Electrochemical Method
With good dispersibility, nano zirconia crystal nuclei can be prepared electrochemically. Tetragonal nano zirconia crystals can be produced after heat treatment. The powder has an average primary particle size of 7.6 nm. It has not, however, been put into factory production and is only available in the laboratory currently.
New Technique of Impingement Flow Tube Reaction
In contrast to the conventional method, this method employs impinging flow feed and a high-efficiency micro-mixing tubular reactor; the latter's distinctive design prevents back-mixing, strengthens the process's micro-mixing, and achieves uniform nucleation. The process is simple to control, which enhances its controllability. It is possible to produce nano-zirconia powder with a very narrow particle size distribution using this process, which produces ultra-fine zirconia powder with an average particle size of about 14 nm, which is fluffy after drying and calcining without any hard agglomeration. The technique is straightforward to use and is suitable for large-scale industrial production.
High-Temperature Spray Pyrolysis Method
In order to produce ZrO2 powders with uniform particles, high activity, and a particularly narrow particle size distribution, this method combines the spray drying and decomposition synthesis processes. This streamlines the process and reduces the aggregation of powders during the synthesis process.
Freeze-Drying Method
To create a well-dispersed powder, the appropriate salt solution must first be atomized, quickly frozen to create the powder, quickly desolved, and then converted into highly active ZrO2 at a low temperature. ZrO2 powder produced using this method is superior to powder produced using any other method, but it also has obvious drawbacks, including expensive and complicated equipment and a challenging and complicated solution preparation process.
Explosion Method
The explosion method is a recent innovation in technology. Its ability to quickly produce nanocrystals and create zirconia powder with incredibly small particle sizes are the advantages. Its excessively large temperature gradient, however, requires a lot of energy.

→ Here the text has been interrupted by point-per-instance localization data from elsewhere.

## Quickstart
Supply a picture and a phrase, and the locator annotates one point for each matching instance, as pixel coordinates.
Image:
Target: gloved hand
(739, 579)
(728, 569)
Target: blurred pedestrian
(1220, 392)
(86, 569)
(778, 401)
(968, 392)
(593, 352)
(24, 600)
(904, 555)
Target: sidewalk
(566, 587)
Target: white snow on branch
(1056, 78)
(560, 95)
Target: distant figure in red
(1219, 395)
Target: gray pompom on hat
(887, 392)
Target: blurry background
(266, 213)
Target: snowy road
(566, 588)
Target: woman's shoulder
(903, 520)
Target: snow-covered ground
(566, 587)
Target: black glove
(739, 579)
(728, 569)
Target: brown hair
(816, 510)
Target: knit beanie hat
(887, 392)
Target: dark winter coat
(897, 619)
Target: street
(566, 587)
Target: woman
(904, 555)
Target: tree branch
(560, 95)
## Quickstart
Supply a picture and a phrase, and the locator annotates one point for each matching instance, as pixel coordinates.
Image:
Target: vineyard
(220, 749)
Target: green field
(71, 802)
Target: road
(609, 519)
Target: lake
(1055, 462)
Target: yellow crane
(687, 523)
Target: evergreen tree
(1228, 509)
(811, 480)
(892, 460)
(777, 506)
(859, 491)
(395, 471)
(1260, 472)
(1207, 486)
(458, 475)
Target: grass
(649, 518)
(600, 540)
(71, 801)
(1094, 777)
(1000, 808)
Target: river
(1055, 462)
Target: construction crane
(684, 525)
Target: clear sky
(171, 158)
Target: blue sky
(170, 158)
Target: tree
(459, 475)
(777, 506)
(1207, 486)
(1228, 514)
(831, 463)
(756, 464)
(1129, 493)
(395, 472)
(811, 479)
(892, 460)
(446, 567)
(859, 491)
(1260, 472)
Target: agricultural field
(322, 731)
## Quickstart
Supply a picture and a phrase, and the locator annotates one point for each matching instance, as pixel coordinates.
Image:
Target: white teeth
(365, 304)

Solid Phase Suspension Grinding Method
The raw materials are ground and stirred, and then crushed into nanoparticles primarily using the rotation and vibration of the ball mill. The solid phase reactants are suspended in the liquid phase and are encapsulated in microemulsion micelles during the milling process. With this approach, the flaw of an incorrect stoichiometric ratio in a liquid phase reaction is overcome, and the issue of poor reaction uniformity in a straightforward solid phase reaction is resolved.
Sol-Gel Method
In terms of raw materials, the precipitant method and the hydrolysis method are comparable to the sol-gel method. The sol-gel method can be used to create spherical nano-ceramic particles with a particle size that can reach submicron levels or even smaller. The particles have an equiaxed spherical shape, and there are no aggregates. The purity is high, the chemical composition is consistent, and the size distribution is narrow. It is clear that the sol-gel method is currently the most effective and valuable way to make powder. However, as a result of the high cost of the raw materials, it is not feasible for use in mass production.